Глава 4. Конец мифа

We use cookies. Read the Privacy and Cookie Policy

Глава 4. Конец мифа

Быть самими собой значило полностью пересмотреть принципы, квинтэссенцией которых был старомодный кодекс галантного обхождения, отказаться от «элемента комедии» в любви и от иллюзорных украшений, без которых любовь всегда считалась немыслимой; это значило отнять у любви, и в частности у женщины — ее вечного символа — тайну и кокетство; это означало также строгую переоценку «вечной женственности»: женщина из «объекта» должна была превратиться в «субъект». Экзистенциалистка мадам Симона де Бовуар{277} выражала стремление к братскому рукопожатию полов, предпочитая его удушающим поцелуям, у которых не было будущего. Месье Дени де Ружмон{278} полагал, что «мужчина доказывает свою любовь, обращаясь с женщиной как с полноценной человеческой личностью, а не призраком из легенды: полу-вакханкой, полубогиней, смесью секса и грез»{279}. (Это высказывание развивает мысль жившего в восемнадцатом веке доктора Кабаниса{280}, который отмечал: «В обществе, очищенном от пороков и живущем по законам разума, любовь вынуждена будет стать менее фантастической и театральной».)

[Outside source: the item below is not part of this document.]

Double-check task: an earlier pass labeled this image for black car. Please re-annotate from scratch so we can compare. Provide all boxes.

Мечты рассеялись, и страсть, питавшаяся иллюзиями, ушла вслед за ними, считал Рене Нейи. Он наблюдал последний в двадцатом веке всплеск страсти, выраженный в период с 1924 по 1930 год движением сюрреалистов, инициатором которого (в литературе) выступил поэт Андре Бретон{281}. Сторонники сюрреализма подчеркивали важность элемента эротического сна, «без которого невозможен переход от холодного сознания к пламенному вожделению». Женщина перестала быть недосягаемой, переняв мужские законы поведения вместо того, чтобы выработать свои, и, стремясь подражать мужчине, ему же и уподобилась. Из общества исчезли страсть и любовь, в том виде, в каком мы их знали до этого. «Нам больше нечему учиться у женщин — они становятся слишком похожи на мужчин. Они перестали вызывать у нас такой жгучий интерес». Ни юбок, ни локонов больше нет — одни жидкие сальные лохмы и джинсы...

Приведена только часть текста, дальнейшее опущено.